Thursday, October 07, 2010

Fucking with Jack

There's this guy out at work that I just absolutley hate as does pretty much everybody else. He's just got one of those personalities that makes you wanna firebomb his house, you know? But I gotta work with him so I just keep it under control. At work, that is.
Let's call him Jack because, well, that's his name.
About 4-5 years ago we were working together and things were slow so I was standing just inside a trailer on the dock and started laughing while holding my cell phone. Him being the nosey fucker he is came over and wanted to know what was so funny. I told him I had just downloaded a new ringtone that was funnier than shit and told him to call me so he could check it out. I tell him my number, he calls, my regular ringtone comes through, I tell him I must've fucked something up and apologize, shrugging my shoulders. But now I had his phone number because he was too fucking stupid to block it before calling me.
I go home that night, go to http://www.zabasearch.com/ and get his home address. Now I got his personal information. What am I going to do with it? I don't have a clue yet. The only thing I do know is that I'm going to sit on it until he forgot he called me.
Fast forward a few months. It's Christmas time and the parking lots are full. I don't know what made me think of this but it ain't bad at all.
I sit down and write a bunch of notes in different color inks on different papers. They read:

"Hey, I hit your car and I don't have insurance. I can see the damage is less than a couple of hundred bucks so if you'll cantact me, I can just pay you off.

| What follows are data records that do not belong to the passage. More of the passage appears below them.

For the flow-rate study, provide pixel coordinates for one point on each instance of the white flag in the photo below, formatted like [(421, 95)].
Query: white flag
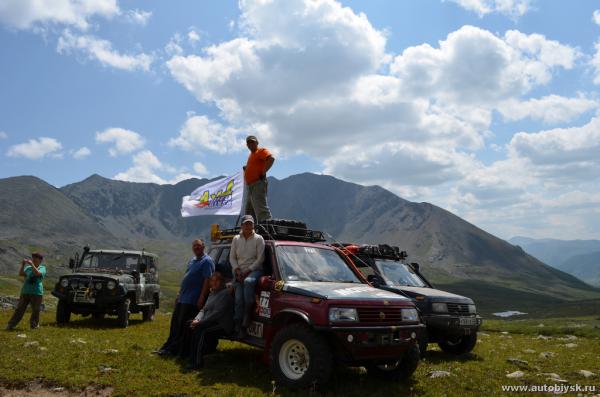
[(220, 197)]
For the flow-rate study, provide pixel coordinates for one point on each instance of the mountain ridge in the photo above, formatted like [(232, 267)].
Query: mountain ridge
[(453, 252)]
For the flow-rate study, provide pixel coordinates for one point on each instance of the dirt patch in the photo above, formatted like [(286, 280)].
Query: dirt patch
[(39, 389)]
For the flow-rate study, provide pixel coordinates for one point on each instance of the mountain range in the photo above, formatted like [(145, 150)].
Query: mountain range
[(581, 258), (454, 254)]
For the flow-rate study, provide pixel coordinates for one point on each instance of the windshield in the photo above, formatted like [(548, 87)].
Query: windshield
[(399, 274), (110, 261), (299, 263)]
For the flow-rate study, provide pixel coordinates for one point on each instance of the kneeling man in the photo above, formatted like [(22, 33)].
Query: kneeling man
[(215, 320)]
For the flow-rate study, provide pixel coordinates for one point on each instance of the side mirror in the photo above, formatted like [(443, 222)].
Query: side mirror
[(265, 283)]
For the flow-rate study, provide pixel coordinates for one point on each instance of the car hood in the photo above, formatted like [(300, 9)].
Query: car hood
[(123, 278), (339, 291), (434, 295)]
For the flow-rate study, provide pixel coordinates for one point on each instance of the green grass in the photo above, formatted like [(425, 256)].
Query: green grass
[(62, 359)]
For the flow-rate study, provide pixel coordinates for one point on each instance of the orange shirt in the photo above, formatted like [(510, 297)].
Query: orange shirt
[(256, 165)]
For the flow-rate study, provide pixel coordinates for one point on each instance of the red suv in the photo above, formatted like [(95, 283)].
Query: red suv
[(315, 309)]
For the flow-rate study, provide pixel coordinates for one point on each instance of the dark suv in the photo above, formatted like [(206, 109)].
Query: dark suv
[(114, 282), (452, 320), (314, 310)]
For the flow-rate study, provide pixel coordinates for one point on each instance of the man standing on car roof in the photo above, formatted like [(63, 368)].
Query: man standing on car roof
[(259, 162), (246, 257), (191, 298), (32, 292)]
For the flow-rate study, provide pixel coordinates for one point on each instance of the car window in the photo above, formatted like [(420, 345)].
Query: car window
[(300, 263), (399, 274), (213, 253)]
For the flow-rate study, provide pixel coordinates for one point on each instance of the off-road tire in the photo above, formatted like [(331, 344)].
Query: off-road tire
[(401, 370), (63, 312), (320, 359), (148, 313), (123, 313), (465, 344)]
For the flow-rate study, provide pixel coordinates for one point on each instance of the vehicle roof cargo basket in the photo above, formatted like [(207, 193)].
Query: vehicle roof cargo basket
[(274, 229)]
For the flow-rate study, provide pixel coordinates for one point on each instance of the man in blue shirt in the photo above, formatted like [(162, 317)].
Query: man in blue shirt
[(32, 292), (191, 298)]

My name is Jack M****s, my number is 555-2345 and I live at 234 D******* St, Salida. Please don't call the cops, I may have warrants too."

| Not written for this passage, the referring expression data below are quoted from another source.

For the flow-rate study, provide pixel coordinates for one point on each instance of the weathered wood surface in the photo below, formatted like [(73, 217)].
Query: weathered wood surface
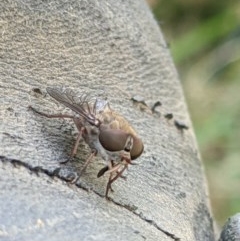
[(110, 46)]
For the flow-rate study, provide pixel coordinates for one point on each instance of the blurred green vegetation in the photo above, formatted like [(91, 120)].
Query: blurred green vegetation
[(204, 39)]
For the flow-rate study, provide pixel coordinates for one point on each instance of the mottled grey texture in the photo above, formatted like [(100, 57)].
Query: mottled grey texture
[(115, 47), (231, 230)]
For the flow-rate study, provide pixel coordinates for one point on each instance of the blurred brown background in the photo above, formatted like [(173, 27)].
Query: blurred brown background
[(204, 39)]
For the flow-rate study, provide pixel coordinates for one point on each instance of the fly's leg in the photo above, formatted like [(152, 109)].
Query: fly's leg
[(75, 147), (113, 179)]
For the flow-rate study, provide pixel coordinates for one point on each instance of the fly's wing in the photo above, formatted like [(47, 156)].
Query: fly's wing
[(85, 105)]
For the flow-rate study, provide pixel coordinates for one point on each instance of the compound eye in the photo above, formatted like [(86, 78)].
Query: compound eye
[(114, 140)]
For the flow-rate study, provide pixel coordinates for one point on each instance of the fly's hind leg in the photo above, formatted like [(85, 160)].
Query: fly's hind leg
[(75, 147)]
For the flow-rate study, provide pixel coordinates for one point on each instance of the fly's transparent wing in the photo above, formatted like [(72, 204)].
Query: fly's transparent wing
[(85, 105)]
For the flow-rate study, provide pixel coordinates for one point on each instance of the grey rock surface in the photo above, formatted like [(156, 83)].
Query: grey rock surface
[(114, 48)]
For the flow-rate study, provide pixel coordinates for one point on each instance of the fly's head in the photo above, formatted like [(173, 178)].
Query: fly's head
[(118, 140)]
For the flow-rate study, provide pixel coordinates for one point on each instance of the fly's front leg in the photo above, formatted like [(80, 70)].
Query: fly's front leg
[(93, 154), (114, 169)]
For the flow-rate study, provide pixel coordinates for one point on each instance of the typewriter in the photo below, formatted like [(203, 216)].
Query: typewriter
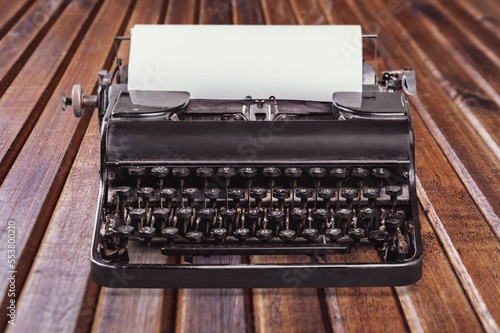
[(266, 177)]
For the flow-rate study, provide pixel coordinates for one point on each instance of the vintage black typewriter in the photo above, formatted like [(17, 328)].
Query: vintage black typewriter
[(256, 178)]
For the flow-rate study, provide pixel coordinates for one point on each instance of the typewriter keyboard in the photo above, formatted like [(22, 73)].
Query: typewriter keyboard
[(258, 210)]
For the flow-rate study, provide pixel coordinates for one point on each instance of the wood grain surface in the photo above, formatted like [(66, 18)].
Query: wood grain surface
[(49, 164)]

Then I just troll the Wal-Mart parking lot and look for cars that are so beat up you couldn't tell new damage from old damage and leave one of those notes on the windshield. If the registration is expired, it's an added bonus. Then the tweeker that owns the car comes out, sees this note and sees dollar signs.
He calls Jack up, Jack tells the guy to fuck off and then answers the door a little while later to some pissed off crankster that ain't slept in 3 days wanting some money to pour down the hole in his arm.

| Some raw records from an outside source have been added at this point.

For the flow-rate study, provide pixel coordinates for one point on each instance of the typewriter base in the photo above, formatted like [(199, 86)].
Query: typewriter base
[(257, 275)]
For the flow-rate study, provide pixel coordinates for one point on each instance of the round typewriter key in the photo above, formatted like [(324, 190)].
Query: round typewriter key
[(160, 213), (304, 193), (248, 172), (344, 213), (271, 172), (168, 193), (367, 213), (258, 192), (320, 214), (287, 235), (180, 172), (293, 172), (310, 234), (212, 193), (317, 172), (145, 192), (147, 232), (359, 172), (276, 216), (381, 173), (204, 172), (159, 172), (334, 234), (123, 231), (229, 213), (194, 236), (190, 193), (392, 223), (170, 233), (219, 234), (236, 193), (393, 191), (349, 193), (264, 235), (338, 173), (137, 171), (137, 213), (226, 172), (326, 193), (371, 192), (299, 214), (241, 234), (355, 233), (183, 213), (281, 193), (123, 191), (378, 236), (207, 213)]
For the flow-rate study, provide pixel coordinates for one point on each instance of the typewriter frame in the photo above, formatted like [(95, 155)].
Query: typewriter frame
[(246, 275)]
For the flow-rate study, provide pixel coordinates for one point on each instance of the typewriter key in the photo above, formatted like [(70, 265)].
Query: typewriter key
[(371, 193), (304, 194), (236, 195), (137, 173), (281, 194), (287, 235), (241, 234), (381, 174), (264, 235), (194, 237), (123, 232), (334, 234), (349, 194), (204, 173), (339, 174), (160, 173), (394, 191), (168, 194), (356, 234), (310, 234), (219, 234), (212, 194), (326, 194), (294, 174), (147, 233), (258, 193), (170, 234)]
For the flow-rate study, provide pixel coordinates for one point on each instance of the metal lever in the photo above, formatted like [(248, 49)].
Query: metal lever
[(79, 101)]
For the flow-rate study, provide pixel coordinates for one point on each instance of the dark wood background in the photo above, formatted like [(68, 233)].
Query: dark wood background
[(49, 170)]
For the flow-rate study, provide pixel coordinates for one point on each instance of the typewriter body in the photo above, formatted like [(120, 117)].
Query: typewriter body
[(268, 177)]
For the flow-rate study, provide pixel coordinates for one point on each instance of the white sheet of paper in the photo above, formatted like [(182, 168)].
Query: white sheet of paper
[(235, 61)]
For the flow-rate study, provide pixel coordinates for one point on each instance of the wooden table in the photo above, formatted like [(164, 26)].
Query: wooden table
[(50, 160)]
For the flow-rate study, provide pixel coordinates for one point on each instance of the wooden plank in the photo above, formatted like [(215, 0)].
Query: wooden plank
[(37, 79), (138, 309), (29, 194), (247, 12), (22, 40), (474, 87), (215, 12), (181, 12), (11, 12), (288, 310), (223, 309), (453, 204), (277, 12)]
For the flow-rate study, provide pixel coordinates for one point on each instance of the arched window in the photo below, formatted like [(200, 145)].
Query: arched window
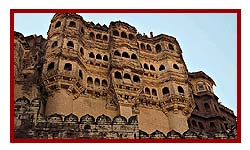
[(89, 80), (82, 30), (212, 125), (162, 67), (154, 92), (175, 66), (131, 36), (200, 86), (58, 24), (158, 48), (145, 66), (124, 35), (91, 55), (87, 127), (117, 53), (105, 37), (98, 36), (54, 44), (80, 74), (70, 44), (147, 91), (207, 107), (115, 33), (126, 76), (118, 75), (152, 67), (68, 67), (72, 24), (92, 36), (51, 66), (136, 78), (170, 46), (142, 46), (81, 51), (133, 56), (97, 82), (200, 125), (125, 54), (180, 89), (98, 56), (148, 47), (215, 107), (197, 107), (104, 83), (194, 123), (165, 91), (105, 58)]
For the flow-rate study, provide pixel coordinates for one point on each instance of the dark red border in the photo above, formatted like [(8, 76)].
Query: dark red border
[(236, 11)]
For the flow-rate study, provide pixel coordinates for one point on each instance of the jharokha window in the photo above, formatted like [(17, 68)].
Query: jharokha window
[(201, 86)]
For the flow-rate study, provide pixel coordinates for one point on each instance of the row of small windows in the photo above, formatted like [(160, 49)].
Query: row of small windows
[(123, 34), (207, 107), (92, 35), (71, 24), (165, 91), (125, 54), (158, 47), (70, 44), (97, 82), (194, 124), (151, 67), (98, 56), (99, 36), (118, 75), (200, 125), (161, 68), (67, 67)]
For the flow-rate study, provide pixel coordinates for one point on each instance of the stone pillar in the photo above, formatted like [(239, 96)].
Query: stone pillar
[(177, 121)]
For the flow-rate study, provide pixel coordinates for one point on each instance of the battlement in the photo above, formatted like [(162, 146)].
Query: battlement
[(82, 70)]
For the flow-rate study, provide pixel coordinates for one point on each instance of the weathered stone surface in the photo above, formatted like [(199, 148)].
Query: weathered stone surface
[(94, 81)]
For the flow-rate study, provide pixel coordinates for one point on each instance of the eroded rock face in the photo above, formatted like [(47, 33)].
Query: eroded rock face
[(92, 71)]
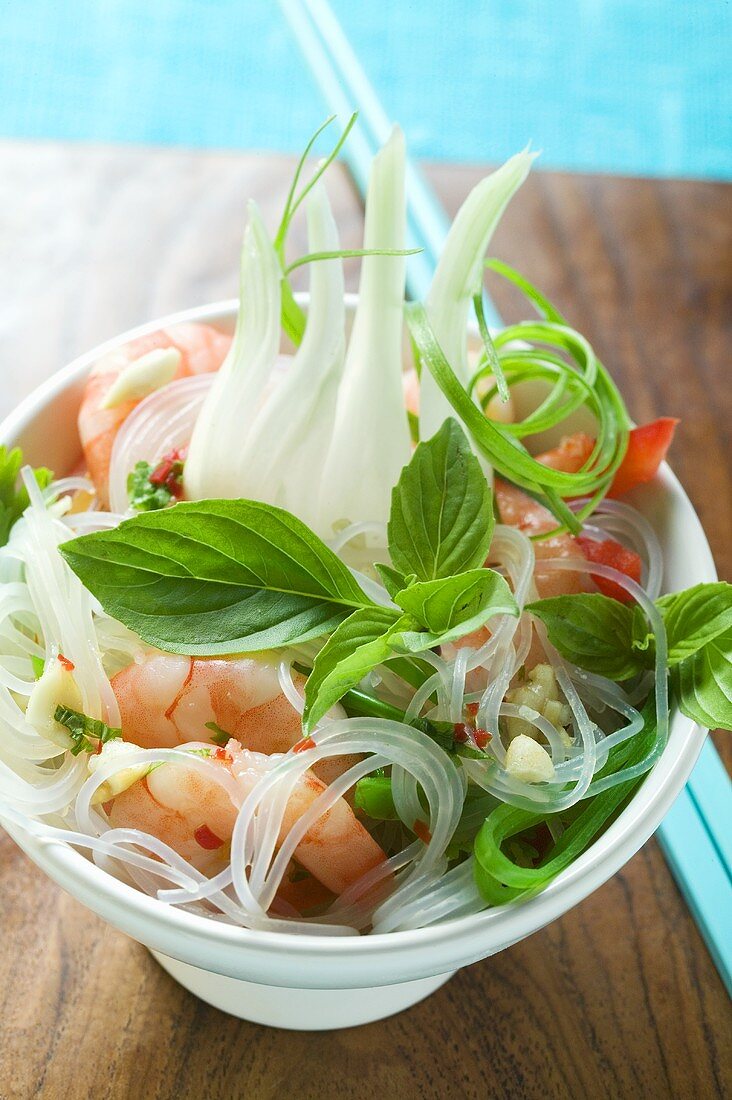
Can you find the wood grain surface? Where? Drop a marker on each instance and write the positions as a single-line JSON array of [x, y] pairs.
[[616, 999]]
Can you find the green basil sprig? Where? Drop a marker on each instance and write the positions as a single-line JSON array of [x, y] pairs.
[[439, 532], [610, 638], [211, 578], [441, 514], [214, 578]]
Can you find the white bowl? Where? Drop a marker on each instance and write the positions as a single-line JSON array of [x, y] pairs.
[[310, 981]]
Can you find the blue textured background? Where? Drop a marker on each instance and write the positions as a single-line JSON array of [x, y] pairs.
[[629, 86]]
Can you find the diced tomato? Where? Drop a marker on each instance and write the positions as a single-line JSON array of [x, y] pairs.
[[207, 839], [571, 454], [646, 450], [168, 472], [618, 557]]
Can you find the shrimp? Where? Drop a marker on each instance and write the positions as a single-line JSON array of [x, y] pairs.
[[166, 700], [198, 349], [519, 509], [195, 815]]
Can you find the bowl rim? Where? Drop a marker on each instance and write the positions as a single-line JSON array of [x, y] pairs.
[[590, 870]]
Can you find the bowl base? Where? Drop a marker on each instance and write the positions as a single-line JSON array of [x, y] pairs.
[[298, 1009]]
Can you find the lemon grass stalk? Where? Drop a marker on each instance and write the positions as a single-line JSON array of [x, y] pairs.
[[371, 439], [214, 464], [458, 278], [279, 460]]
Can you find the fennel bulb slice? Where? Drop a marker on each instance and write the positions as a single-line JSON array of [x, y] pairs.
[[370, 441], [214, 466], [285, 449], [459, 275]]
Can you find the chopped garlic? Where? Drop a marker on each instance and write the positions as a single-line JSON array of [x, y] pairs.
[[527, 761], [55, 688], [122, 779], [541, 692], [143, 376]]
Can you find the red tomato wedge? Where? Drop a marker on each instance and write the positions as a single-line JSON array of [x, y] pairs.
[[646, 450], [618, 557]]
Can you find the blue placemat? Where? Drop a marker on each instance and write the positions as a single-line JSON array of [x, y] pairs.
[[598, 85]]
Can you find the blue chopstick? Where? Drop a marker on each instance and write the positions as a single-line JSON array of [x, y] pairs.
[[696, 835]]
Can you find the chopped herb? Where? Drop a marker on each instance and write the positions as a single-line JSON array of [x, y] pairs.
[[218, 736], [154, 487], [88, 734]]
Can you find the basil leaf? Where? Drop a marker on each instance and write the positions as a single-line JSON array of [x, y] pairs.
[[465, 601], [356, 647], [703, 684], [14, 499], [441, 516], [216, 576], [372, 795], [591, 630], [391, 579], [695, 617]]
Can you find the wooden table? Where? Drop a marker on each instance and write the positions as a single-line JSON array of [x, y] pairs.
[[616, 999]]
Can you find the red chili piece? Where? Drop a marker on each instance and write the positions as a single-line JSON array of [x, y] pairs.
[[207, 839], [306, 743], [168, 472]]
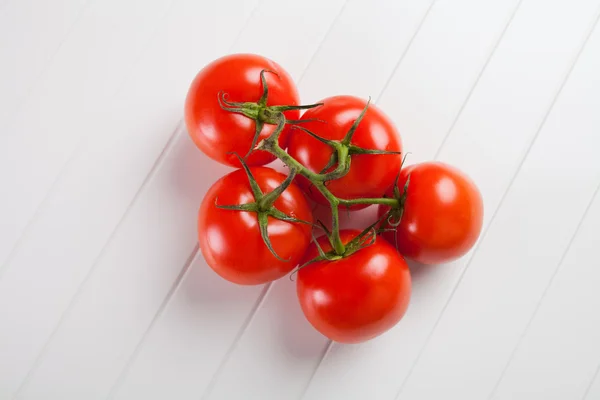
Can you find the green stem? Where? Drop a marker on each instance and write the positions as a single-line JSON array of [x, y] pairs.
[[336, 241]]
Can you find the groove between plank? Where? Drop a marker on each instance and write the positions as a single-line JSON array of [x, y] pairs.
[[155, 167], [546, 289]]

The Jack comes to work the next day ranting and raving about some motherfucker trying to strongarm him out of a couple of hundred bucks while I'm sitting there looking all innocent.

I think Jack got called a couple of times that first year, once or twice the next year and I can't tell you if he's still getting any, but I still spread some Christmas cheer every year - after I call him from a blocked number to make sure it's still current.